Reference may here be made to the ancient millstones, for hand use, made of Hertfordshire pudding-stone, and known as querns, of which the writer gave two fine specimens from Harpenden to the British Museum. Both stones have one flat and one convex surface, but the convexity is much greater in the upper stone, which is almost conical, and is completely perforated at the centre. When in use, a stick, to serve as the axis of rotation, was inserted in this hole and received in a socket in the nether stone. The labour involved in making these pudding-stone querns must have been enormous.
With the Saxon period we reach the age of church building; but apart from such portions of certain churches as are of that age, Hertfordshire is exceedingly poor in evidence of the Saxon dominion. A glass Anglo-Saxon basin, together with a bronze Frankish pot of late sixth or early seventh century work, was, however, discovered at Wheathampstead in 1886. Anglo-Saxon relics are believed also to have been unearthed at Redbourn at a very early period, when they were attributed to St Amphibalus; and a Saxon burial-place appears to have been found near Sandridge in modern times, although unfortunately ploughed over. Apart from the above, there are only a few isolated “finds,” such as of the coins known as minimi, and of a gold ornament discovered at Park Street in 1744.
[16. Architecture. (a) Ecclesiastical]—Abbeys and Churches.
The architecture of Hertfordshire buildings may be most conveniently discussed under three separate sections, namely:—(a) ecclesiastical, or buildings related to the church; (b) [military], or castles; and (c) [domestic], or dwelling houses and cottages.
As in England generally, the architecture of the older buildings of all three classes has been affected to a greater or less degree by the nature of the building materials most easily accessible. Throughout the northern chalk area of the county the Totternhoe stone of Bedfordshire and the northern flanks of Hertfordshire was largely employed in church building, both for inside and outside work, to the latter of which it is but ill suited. Flint—in the better class of work “faced” or “dressed” by fracture so as to present a flattened outer face—was also very extensively used. The Norman builders of the tower of St Albans found, however, a quarry ready to their hands in the adjacent walls of Verulam, and we accordingly find this part of the structure made almost entirely of the characteristic Roman bricks or tiles. Contemporaneous brick was also locally used to a very considerable extent even in the chalk districts; and in the north-western part of the county there are numerous beautiful examples of Tudor brick chimneys, as at Water End. Timber in the old days was, however, much cheaper than bricks, and we consequently find many of the older buildings—especially cottages—constructed of a framework of wood, arranged in the fashion of a net, with the large “meshes” filled in with brick. This type of work is locally known as brick and studding and to the architect as half-timbered work. Other buildings were largely constructed of a wooden framework overlain with lath-and-plaster work.

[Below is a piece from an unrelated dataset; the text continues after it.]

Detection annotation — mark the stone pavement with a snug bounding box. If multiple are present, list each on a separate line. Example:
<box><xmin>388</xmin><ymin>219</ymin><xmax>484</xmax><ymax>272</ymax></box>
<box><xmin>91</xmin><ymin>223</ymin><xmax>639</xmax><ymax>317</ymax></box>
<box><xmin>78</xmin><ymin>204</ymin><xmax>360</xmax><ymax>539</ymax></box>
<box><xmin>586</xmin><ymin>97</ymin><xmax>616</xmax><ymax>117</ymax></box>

Many of the churches built of flint or Totternhoe stone have their angles or quoins made of harder material; in many instances of stone apparently from Northamptonshire, but in other cases of Roman brick; similar materials being also used in the arches of some of the churches.
St Peter’s, Tewin
A large number of Hertfordshire churches have relatively low battlemented towers, frequently with a short spire or steeple in the centre as at Tewin, or a turret in one corner. Kensworth is an example of such a battlemented tower without either spire or turret; St Mary’s, Hitchin, Tring, Northchurch, Barnet, Bushey, King’s Walden, Cheshunt, and Watford are examples of towers with a turret in one angle, while at Ashwell there are turrets in all four corners. Some of the smaller churches, like St Michael’s, St Albans, originally had no aisles. Clothall church is peculiar in that the roof of the tower forms a four-sided cone; while the roof of the church at Sarratt is equally unique in being saddle-backed, that is to say, having a ridge running at right angles to that of the roof of the nave and chancel.